Size Matters; It may be the only thing that matters
OK I’ll start with a disclaimer; I’m going to exaggerate some. But actually probably less than you might think if you haven’t been down this road before.
A ton of time is spent teaching prospective engineers about algorithmic complexity. They learn stuff like “sort is O(n*log(n))” and so forth. This is sort of useful, but it’s important to remember that this usually isn’t the most important thing when thinking about how to build systems; actually I’d go so far as to say it’s rarely the most important thing.
What is the most important thing? That’s easy, it’s almost always data density and data locality.
Because in the time it takes to field one top level cache miss you could probably have retired something like 150 instructions. And do not even get me started on page faults and other VM overheads.
Because of this, it is almost always the case that you can better model your program’s overall cost by totally disregarding all the direct instruction costs and considering only the memory factors. Count cache misses not instructions, or count page faults not instructions.
You see, while many sorts are O(n*log(n)) you must remember that this classic analysis is talking about the number of comparisons not instructions and certainly not time. To get a handle on the cost of the sort you need to consider the nature of the comparisons and the memory structure. The representation of the items to be sorted will make a huge difference. When considering the cost of sorting a bunch of strings — WHERE the strings are in memory and how they are represented will make a huge difference. Good encodings could easily save you half the memory and thereby mightily reduce the cache misses… or page faults. Easily paying for the extra comparison cost…
I’ve written about representation many times: Like this old article. But the bottom line is always the same: dense encoding, rich in values, and low in pointers are almost certainly the best.
While I used sorting as an example above, it applies generally to most algorithms you will encounter. Now again I’m exaggerating, there are cases where you have to iterate over the very same data a lot and so the memory costs are minimal and it’s all about the path-length, but actually that’s much less common than you might think (despite famous examples). Most code that gets written isn’t very “loopy” and is going to make a single pass over a variety of items. This is typical UI code that walks items to draw, or walks resources to create a view, or otherwise does some kind of transition. A tight representation in these cases will allow you to economically visit the all your data. Or if you like, there’s a whole lot of O(n) code out there and density is almost always king in those cases.
I’ve been teaching performance classes for a long time now; one of the things I like to do as talk about various data structures and how to evaluate them. There isn’t any complete answer but I have a memorable rule-of-thumb. Let’s just consider this picture here:
Now as we can clearly see from the above picture, pointer AB is a nice short pointer, that’s perfectly safe; likewise EF, FG, and GH are harmless pointers that wouldn’t hurt a fly. Whereas AD looks kind of scary and BC is clearly a major hazard. That’s how we read this diagram right?
Well… of course not…
It turns out all the pointers are equally horrible and a pointer rich data structure like the above is not likely to perform very well at all.

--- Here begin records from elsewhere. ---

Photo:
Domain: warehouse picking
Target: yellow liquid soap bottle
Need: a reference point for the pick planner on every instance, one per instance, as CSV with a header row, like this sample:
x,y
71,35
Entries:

Now if there really are exactly 8 objects then meh, whatever, but usually this is just a piece of the world, and if you’re reading this I’m sure you’ve seen far worse at the core of an application.

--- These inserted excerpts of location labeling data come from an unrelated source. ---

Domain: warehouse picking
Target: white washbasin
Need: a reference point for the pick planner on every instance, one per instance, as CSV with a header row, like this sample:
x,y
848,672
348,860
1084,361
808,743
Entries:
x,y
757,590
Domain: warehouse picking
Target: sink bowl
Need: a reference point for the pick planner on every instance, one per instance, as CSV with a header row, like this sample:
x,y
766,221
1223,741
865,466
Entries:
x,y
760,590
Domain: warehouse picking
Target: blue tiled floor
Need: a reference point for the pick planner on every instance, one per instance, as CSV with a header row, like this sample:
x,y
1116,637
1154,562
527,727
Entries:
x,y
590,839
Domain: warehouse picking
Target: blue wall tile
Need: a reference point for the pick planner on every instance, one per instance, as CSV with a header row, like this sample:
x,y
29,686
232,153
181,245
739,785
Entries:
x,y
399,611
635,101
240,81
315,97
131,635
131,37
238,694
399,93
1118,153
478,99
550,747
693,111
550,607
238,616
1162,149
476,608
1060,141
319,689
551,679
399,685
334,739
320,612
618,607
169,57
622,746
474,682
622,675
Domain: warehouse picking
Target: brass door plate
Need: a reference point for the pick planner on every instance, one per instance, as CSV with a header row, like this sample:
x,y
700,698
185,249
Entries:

So how do you evaluate a candidate data structure like this for performance? Well it’s pretty easy. Just draw it like the above, then for every arrow you draw, slap your own wrist pretty hard. Then you can tell how good it is by how much your hand hurts.
You’ll soon find yourself vastly preferring diagrams like the below:
Big objects with lots of data and some kind of internal growth strategy.
A friend of mine once said, “Arrays are the most under utilized data structure” and I think he was right.
Now again, what I’m saying is a simplification, but I actually believe it is very much the common case. It’s all about space and density. Cases where algorithmic complexity dominate the costs are actually much more exotic. The things I mention above happen basically all the time.